Мне чудится легкий вздох, потом она начинает рассказывать о доме: о Софи, которую нужно возить в лицей, о сменах настроений у Фредерика, о скопившейся почте, о зарастающем саде, о последних проделках нашего пса, — и все это, конечно, ради того, чтобы исподволь внушить мне: пора возвращаться домой.

Я прошу ее потерпеть. Я говорю, что думаю о них, обнимаю их. Я скоро позвоню.

Я вешаю трубку. Теперь уже совсем стемнело, я иду безлюдными улицами, там и сям слабо желтеют пятнышки фонарей. Кошка перебегает перекресток. Я здороваюсь с хозяином автомобильной мастерской — он как раз запирает ворота. Ветер к ночи изменил направление и теперь приносит сюда химические запахи заводов.

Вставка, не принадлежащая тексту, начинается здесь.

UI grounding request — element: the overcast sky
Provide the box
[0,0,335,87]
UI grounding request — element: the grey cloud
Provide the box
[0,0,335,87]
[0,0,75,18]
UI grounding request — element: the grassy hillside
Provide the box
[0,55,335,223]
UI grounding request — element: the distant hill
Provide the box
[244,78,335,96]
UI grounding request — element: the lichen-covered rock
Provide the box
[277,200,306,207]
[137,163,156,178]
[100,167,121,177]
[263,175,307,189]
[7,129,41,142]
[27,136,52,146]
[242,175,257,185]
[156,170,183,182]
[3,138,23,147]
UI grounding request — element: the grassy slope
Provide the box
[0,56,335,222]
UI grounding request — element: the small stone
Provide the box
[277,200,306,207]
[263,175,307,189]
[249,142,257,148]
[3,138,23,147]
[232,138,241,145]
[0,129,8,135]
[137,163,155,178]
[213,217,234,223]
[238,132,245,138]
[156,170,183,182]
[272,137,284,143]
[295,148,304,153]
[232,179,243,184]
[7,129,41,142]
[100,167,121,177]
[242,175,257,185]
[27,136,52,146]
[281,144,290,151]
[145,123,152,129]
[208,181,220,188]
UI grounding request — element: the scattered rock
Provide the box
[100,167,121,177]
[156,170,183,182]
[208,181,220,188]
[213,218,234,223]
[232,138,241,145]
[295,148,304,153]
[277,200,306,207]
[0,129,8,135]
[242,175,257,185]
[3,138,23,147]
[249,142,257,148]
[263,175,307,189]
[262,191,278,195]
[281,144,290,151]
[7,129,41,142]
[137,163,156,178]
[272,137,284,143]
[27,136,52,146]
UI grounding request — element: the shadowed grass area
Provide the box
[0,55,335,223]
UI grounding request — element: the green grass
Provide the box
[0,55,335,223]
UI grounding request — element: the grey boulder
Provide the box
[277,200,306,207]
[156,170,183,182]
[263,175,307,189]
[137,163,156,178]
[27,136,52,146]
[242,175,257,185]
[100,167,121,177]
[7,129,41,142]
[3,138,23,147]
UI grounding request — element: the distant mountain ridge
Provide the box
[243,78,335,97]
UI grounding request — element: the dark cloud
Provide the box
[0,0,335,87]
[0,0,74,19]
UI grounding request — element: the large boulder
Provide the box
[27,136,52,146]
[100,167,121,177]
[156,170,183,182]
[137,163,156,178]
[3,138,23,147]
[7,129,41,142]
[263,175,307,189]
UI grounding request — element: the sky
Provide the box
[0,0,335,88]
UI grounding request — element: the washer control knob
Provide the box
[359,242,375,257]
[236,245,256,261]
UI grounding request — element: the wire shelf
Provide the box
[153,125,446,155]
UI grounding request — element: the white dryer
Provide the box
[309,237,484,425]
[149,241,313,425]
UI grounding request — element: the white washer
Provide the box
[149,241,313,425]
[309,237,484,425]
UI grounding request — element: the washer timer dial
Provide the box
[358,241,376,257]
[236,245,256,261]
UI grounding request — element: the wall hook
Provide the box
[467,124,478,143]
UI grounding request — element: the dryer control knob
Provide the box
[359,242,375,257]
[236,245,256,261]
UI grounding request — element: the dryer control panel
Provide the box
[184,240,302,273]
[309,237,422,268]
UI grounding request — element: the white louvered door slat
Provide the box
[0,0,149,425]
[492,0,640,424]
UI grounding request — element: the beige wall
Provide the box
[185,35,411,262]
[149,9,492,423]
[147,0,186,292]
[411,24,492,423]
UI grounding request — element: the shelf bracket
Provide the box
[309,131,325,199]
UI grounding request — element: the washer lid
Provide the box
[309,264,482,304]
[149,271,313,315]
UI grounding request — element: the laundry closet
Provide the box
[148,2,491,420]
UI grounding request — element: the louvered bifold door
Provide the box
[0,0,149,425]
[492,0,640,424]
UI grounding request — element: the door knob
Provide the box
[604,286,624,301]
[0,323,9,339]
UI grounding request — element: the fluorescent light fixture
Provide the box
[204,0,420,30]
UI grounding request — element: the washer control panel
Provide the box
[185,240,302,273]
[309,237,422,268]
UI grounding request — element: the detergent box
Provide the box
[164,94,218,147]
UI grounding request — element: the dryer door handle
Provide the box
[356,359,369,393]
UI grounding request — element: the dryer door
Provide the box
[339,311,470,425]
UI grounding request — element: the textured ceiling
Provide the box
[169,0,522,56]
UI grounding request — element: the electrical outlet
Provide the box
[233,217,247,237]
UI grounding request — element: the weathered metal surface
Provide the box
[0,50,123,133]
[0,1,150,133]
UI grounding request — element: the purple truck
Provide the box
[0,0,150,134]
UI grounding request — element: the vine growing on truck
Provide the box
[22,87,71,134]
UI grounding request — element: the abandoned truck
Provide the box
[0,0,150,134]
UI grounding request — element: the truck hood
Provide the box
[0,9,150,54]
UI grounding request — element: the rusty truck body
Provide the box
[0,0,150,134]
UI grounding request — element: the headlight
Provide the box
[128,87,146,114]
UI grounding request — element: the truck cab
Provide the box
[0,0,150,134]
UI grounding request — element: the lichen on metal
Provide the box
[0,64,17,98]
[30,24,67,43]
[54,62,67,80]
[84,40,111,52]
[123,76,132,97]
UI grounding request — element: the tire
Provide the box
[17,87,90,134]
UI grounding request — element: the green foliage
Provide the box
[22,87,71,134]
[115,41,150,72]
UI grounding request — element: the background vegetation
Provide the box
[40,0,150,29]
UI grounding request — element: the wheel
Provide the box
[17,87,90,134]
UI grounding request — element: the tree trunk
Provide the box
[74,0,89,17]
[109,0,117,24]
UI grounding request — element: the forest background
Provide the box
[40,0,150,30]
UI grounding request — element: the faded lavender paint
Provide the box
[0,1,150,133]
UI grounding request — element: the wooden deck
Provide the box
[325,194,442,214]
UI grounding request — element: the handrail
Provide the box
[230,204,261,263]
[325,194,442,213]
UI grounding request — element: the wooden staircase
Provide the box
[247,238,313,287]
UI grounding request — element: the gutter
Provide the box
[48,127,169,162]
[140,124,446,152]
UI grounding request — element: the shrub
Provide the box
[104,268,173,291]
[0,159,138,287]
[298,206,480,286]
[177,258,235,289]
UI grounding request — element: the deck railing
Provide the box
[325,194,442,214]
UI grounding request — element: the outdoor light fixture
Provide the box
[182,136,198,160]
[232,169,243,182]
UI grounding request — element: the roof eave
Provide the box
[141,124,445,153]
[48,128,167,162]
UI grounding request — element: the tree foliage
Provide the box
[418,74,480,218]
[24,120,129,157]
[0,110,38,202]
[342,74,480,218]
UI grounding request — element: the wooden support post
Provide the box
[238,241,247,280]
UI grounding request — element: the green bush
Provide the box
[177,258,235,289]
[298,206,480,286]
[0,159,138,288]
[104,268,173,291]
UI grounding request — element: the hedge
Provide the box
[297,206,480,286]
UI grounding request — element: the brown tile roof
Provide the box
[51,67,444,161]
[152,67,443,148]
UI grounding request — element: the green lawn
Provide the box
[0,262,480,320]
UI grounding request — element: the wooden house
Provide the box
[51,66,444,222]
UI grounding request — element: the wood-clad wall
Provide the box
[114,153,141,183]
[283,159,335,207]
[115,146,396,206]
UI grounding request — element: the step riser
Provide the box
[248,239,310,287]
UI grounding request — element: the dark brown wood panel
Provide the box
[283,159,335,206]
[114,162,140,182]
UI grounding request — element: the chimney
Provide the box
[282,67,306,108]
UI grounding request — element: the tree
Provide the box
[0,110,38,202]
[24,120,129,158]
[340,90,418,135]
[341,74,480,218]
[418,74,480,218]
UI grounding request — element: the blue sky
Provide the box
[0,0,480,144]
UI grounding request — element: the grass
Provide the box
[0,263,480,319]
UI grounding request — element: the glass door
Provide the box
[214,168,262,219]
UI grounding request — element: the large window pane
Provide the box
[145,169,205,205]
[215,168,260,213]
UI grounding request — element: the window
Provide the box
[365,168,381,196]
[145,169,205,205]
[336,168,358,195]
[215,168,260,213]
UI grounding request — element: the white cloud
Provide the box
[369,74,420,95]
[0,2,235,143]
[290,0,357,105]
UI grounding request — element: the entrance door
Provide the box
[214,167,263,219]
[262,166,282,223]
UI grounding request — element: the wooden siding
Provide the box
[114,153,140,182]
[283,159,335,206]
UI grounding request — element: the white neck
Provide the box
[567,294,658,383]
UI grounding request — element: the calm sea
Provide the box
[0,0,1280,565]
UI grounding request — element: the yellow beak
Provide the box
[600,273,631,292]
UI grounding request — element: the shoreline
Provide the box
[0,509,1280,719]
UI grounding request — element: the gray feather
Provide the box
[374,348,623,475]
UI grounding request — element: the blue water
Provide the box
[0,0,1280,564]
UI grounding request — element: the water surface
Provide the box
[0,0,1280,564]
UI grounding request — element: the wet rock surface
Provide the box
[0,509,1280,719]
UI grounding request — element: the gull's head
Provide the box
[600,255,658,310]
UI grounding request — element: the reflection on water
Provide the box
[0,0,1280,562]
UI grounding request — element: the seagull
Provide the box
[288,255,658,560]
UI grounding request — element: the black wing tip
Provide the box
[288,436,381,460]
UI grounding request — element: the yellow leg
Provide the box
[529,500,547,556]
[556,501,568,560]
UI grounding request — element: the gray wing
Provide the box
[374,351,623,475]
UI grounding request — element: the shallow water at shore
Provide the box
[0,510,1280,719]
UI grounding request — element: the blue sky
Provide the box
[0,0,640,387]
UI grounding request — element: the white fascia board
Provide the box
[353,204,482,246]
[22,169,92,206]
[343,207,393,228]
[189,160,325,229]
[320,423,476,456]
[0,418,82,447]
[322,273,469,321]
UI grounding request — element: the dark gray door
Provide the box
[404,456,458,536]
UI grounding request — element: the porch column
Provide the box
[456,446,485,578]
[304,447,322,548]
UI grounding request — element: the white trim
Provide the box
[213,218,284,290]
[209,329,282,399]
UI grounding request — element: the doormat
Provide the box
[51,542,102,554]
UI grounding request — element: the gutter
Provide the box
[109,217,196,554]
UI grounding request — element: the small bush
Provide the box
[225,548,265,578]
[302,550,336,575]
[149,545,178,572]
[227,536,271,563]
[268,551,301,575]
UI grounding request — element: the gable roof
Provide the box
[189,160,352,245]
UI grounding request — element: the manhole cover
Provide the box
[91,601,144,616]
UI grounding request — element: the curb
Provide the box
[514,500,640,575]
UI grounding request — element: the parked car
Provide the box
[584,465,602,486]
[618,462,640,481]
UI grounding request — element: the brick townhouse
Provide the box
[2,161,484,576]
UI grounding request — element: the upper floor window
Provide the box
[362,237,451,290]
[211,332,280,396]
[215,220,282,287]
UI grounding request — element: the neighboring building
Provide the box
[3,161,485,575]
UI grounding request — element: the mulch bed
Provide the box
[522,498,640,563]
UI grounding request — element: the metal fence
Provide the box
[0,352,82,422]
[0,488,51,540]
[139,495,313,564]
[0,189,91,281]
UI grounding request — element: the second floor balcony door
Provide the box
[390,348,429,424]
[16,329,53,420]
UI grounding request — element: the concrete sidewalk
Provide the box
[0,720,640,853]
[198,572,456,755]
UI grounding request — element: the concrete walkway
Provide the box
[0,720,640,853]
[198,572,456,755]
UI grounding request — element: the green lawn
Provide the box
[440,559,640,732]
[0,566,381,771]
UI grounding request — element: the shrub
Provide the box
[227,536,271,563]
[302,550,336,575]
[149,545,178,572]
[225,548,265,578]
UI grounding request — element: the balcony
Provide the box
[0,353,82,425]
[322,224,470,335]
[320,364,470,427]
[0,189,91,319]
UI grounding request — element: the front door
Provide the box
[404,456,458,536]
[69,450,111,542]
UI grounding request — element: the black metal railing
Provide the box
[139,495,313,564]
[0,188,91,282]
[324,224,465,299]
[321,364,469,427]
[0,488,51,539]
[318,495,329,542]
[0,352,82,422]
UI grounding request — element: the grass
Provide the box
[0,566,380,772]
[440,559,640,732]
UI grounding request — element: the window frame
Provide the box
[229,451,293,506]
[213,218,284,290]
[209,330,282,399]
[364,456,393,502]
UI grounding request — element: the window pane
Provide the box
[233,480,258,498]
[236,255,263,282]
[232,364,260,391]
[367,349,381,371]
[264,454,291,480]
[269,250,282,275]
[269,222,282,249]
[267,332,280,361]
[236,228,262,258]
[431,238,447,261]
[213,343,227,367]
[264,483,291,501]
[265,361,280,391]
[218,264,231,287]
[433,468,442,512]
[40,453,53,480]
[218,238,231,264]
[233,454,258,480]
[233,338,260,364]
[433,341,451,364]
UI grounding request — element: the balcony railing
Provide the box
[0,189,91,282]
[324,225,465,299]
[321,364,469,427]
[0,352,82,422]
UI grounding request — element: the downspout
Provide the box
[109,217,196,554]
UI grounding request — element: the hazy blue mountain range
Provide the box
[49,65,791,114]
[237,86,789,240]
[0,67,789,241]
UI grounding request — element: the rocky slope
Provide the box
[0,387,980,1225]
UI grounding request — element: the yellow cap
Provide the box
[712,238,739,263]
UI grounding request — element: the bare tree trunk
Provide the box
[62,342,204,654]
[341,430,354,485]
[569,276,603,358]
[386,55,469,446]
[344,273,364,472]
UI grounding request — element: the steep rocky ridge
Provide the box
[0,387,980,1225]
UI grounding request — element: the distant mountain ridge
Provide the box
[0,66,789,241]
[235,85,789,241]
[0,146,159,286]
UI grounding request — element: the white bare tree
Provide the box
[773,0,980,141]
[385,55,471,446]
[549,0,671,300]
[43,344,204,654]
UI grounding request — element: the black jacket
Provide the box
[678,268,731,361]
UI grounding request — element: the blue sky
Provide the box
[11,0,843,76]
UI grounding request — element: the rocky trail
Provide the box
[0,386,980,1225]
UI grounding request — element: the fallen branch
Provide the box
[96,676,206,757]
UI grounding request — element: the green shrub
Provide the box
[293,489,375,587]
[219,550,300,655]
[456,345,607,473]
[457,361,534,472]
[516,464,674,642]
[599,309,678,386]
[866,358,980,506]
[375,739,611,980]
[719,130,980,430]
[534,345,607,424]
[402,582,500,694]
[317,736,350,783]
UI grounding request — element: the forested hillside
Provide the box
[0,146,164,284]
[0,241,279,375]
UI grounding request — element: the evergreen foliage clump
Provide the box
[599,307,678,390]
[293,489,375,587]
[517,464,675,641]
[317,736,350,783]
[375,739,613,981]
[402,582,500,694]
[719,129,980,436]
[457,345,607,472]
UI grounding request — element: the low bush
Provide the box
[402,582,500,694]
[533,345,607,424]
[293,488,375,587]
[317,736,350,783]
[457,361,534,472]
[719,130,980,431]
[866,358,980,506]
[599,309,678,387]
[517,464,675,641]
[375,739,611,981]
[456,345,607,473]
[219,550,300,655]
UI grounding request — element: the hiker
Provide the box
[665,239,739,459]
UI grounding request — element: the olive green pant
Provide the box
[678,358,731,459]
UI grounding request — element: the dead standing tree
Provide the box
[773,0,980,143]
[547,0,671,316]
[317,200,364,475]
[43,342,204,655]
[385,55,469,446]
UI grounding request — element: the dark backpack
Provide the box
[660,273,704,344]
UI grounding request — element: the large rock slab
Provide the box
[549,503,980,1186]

Юг… Я вдруг почувствовал, как образ его отодвинулся, исказился. Источник, питавший мои мечты, постепенно иссяк, сам собой истощился, а я и не заметил этого, и теперь Юг временами представляется мне каким-то нелепым и жестоким, в то время как Север, давно преданный забвению Север, в эти несколько недель обрел для меня все свое былое притяжение. Любопытно, что, вспоминая лангедокский дом, я вижу его только ночью, но не плотной, густой южной ночью, а какой-то сероватой, пористой, как застывшая вулканическая лава. Сосновый лес и виноградники перемешались, спутались, ланды по-кошачьи выгибают спину, пик Сен-Лу вздымает свой тяжелый корабельный парус, купающийся в бледном море лунного света, а дальше, за ним, угадываются узкие ущелья и каменные осыпи и плоскогорье с опустевшими загонами для овец, которые с каждой новой зимой разрушаются все больше и больше. В другой стороне — а ведь я не сразу и вспомнил — широко простирается равнина с садами и виноградниками, с озерами, болотами и желтой песчаной косой, которую лижет море; теперь эта равнина ощетинилась домами-башнями и подъемными кранами. И если все это предстает перед моим мысленным взором не под ослепительно жарким солнцем, которое по привычке и несколько легкодумно считают неотъемлемой частью лангедокского пейзажа, а в серой жиденькой ночной мгле, то, вероятно, оттого, что в этот час мир становится пустынным, он скрывает свои язвы, очищается от нечисти. По правде сказать, мое сердце никогда не могло устоять перед картинами природы, но, должен признаться, я уже не уверен, что оно всегда бывает открыто людям.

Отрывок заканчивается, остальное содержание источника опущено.